Qu’est-ce qu’une opération
de paiement autorisée ?

Créé le

28.03.2023

Cass. com. 30 novembre 2022, arrêt n° 729 F-B, pourvoi n° E 21-17.614.

Les faits à l’origine de l’arrêt du 30 novembre 2022 sont banals et sordides. Banals car les retraits d’espèces à un distributeur automatique de billets (DAB) sont courants. Sordides car le client s’est fait attaquer pendant le retrait : il avait introduit sa carte dans le DAB et composé son code confidentiel. Mais il n’avait pas saisi le montant du retrait. C’est un tiers qui l’avait fait et qui s’était emparé des billes. D’où la question de savoir si le client a un droit au remboursement, ce qui implique que l’on puisse considérer qu’il n’a pas autorisé l’opération de paiement1.

Le Code monétaire et financier définit, dans son article L. 133-3, I, l’opération de paiement comme l’ « action consistant à verser, transférer ou retirer des fonds, indépendamment de toute obligation sous-jacente entre le payeur et le bénéficiaire, initiée par le payeur, ou pour son compte, ou par le bénéficiaire », l’article L. 133-6, I, décidant qu’« une opération de paiement est autorisée si le payeur a donné son consentement à son exécution ». Ces textes sont toutefois quelque peu elliptiques car on peut se demander quelles sont les phases qui participent de la notion d’opération de paiement autorisée. La fin de l’article L. 133-6, I, qui fait référence au consentement à l’exécution de l’opération de paiement, impose cependant l’approche retenue par la Cour de cassation dans l’arrêt commenté : l’opération de paiement ne peut être réputée autorisée que si le client a non seulement composé son code confidentiel mais également consenti au montant de l’opération2. Aussi, si le code est composé par le client mais que le montant de l’opération est saisi par un tiers, l’opération de paiement ne peut pas être réputée avoir été autorisée par ledit client.

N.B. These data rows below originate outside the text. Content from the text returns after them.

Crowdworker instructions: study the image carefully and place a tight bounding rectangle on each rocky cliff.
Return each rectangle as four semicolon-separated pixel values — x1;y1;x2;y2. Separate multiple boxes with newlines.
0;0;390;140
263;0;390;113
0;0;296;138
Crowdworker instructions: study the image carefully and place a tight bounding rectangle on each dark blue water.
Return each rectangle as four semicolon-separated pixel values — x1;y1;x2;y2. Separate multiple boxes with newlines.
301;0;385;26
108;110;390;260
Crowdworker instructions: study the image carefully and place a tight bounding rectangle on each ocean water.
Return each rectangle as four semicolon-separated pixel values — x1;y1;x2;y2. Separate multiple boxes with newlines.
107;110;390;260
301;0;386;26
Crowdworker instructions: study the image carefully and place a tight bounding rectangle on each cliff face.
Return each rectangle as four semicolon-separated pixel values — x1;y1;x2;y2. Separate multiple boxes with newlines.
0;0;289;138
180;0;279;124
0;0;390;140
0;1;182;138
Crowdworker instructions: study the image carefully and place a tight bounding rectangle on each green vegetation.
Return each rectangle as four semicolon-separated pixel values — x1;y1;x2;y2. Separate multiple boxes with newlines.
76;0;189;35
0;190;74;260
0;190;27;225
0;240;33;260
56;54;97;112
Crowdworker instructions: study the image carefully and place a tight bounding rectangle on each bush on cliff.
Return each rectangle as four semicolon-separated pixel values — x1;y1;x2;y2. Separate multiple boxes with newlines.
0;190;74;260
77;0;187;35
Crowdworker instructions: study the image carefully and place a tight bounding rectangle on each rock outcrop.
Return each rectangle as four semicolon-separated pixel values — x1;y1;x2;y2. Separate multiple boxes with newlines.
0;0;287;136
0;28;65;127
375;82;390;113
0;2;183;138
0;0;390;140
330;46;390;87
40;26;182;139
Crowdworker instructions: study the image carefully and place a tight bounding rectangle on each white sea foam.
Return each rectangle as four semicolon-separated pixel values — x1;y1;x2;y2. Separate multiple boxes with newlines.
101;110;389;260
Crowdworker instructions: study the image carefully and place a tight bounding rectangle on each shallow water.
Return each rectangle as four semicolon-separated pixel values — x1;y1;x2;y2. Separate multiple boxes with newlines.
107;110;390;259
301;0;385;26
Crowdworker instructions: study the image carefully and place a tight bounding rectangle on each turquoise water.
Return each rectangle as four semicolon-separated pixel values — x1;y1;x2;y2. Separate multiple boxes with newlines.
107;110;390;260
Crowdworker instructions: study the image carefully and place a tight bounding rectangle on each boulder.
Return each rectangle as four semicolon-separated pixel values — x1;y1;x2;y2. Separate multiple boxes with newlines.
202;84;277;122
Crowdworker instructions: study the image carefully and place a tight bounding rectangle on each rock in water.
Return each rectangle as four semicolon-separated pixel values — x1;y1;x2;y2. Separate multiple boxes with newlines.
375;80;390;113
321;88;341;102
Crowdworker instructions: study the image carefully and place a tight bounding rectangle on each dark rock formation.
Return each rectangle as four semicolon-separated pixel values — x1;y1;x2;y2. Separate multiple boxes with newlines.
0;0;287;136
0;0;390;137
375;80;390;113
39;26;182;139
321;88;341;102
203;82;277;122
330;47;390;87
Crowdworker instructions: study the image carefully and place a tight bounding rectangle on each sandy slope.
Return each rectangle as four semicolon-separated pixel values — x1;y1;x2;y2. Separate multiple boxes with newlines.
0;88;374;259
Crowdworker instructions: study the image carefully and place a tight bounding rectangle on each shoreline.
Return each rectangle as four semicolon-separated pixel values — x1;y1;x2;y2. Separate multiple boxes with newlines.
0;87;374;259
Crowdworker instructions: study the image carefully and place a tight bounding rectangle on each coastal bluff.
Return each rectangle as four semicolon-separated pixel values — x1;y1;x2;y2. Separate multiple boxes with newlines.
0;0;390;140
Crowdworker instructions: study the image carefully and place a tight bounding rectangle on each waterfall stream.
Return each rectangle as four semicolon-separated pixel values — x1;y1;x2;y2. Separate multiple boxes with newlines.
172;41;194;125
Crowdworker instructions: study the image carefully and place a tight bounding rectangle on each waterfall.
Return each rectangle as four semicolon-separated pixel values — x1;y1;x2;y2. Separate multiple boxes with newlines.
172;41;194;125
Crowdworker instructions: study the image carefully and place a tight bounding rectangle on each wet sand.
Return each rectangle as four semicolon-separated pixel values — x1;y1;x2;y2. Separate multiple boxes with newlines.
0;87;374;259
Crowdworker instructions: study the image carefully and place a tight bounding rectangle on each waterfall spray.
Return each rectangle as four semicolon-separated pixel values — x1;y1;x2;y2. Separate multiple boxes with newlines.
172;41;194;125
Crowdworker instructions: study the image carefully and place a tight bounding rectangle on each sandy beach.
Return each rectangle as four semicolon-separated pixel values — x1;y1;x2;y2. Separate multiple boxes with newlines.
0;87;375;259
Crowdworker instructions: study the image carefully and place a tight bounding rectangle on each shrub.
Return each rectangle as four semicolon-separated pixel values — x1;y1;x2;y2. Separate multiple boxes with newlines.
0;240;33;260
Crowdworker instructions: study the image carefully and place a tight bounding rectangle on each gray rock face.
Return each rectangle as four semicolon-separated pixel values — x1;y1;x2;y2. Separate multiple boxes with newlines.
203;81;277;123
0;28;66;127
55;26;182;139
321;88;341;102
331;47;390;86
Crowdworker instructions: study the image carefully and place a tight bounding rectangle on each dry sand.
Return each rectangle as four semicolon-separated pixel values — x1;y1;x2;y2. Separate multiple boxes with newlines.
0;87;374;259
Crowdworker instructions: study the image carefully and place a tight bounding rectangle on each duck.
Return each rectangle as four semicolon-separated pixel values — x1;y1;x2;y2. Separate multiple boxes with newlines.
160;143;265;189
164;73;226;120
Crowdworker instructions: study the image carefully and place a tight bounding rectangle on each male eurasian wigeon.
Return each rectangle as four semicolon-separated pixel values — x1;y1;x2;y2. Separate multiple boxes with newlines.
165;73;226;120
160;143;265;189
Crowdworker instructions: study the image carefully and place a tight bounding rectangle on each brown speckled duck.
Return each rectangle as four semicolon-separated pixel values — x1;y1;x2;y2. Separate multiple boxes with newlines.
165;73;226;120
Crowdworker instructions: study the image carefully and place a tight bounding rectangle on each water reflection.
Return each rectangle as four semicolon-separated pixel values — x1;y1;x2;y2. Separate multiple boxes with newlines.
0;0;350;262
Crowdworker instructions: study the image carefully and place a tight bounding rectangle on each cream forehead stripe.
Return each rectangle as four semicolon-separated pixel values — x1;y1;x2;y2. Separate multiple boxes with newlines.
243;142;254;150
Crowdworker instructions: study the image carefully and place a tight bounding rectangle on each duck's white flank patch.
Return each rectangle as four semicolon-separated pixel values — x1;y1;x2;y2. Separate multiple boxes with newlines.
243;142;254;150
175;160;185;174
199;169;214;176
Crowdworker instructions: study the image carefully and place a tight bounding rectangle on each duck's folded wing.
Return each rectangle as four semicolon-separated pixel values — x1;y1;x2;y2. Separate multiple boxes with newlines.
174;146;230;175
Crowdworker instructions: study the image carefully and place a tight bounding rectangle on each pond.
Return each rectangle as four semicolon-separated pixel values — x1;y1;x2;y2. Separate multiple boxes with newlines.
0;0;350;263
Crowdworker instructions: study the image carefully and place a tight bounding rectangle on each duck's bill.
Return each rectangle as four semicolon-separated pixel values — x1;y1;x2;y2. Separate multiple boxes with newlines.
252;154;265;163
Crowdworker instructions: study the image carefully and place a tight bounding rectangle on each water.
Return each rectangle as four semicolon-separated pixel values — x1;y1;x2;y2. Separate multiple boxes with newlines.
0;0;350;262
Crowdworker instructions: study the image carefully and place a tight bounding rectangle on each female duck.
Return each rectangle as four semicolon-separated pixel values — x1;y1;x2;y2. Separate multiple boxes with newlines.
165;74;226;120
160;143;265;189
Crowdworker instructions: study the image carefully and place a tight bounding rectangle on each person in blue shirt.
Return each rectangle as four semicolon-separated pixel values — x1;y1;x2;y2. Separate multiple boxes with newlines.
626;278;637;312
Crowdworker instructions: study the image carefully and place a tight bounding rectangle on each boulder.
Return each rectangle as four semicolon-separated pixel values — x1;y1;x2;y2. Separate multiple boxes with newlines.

Cette solution n’est pas sans conséquence car elle conduit à reconnaître au client le droit au remboursement prévu par l’article L. 133-18 du Code monétaire et financier, sauf si, comme le souligne la Cour de cassation, la responsabilité de celui-ci peut être engagée en application de l’article L. 133-19 du même code. Les juges du fond avaient rejeté la demande de remboursement du client car « le fait qu’après que le titulaire d’une carte de paiement a introduit celle-ci dans un distributeur automatique de billets et a composé son code secret, un tiers compose à son insu le montant du retrait et s’empare des billets de banque, ne constitue pas un cas d’exemption de la responsabilité du payeur prévu par l’article L. 133-19 du code monétaire et financier ». La Cour de cassation, dans son arrêt du 30 novembre 2022, censure leur décision au motif qu’ « en se déterminant ainsi, sans rechercher, ainsi que cela lui était demandé, si l’opération de paiement avait été autorisée par M. [Z], en particulier quant à son montant, et, dans la négative, sans constater que la responsabilité du payeur était engagée en application du I ou du IV de l’article L. 133-19 du code monétaire et financier3, le tribunal a privé sa décision de base légale » au regard des « articles L. 133-3, L. 133-6, L. 133-18 et L. 133-19 du code monétaire et financier ». n

À retrouver dans la revue
Banque et Droit Nº208
Notes :
1 V. Th. Bonneau, Droit bancaire, 14e éd. 2021, LGDJ, n° 683.
2 Voir également, Cass. com. 21 avril 2022, Banque et Droit n° 204, juillet-août 2022. 35, note Th. Bonneau : la seule preuve de la passation d’un ordre de paiement par l’intermédiaire du progiciel de la banque avec l’utilisation des identifiant et code du client n’établit pas que l’opération de paiement a été autorisée.
3 Art. 133-19, CMF : « I. – En cas d’opération de paiement non autorisée consécutive à la perte ou au vol de l’instrument de paiement, le payeur supporte, avant l’information prévue à l’article L. 133-17, les pertes liées à l’utilisation de cet instrument, dans la limite d’un plafond de 50 €.
Toutefois, la responsabilité du payeur n’est pas engagée en cas :
– d’opération de paiement non autorisée effectuée sans utilisation des données de sécurité personnalisées ;
– de perte ou de vol d’un instrument de paiement ne pouvant être détecté par le payeur avant le paiement ;
– de perte due à des actes ou à une carence d’un salarié, d’un agent ou d’une succursale d’un prestataire de services de paiement ou d’une entité vers laquelle ses activités ont été externalisées. [...]
IV. – Le payeur supporte toutes les pertes occasionnées par des opérations de paiement non autorisées si ces pertes résultent d’un agissement frauduleux de sa part ou s’il n’a pas satisfait intentionnellement ou par négligence grave aux obligations mentionnées aux articles L. 133-16 et L. 133-17.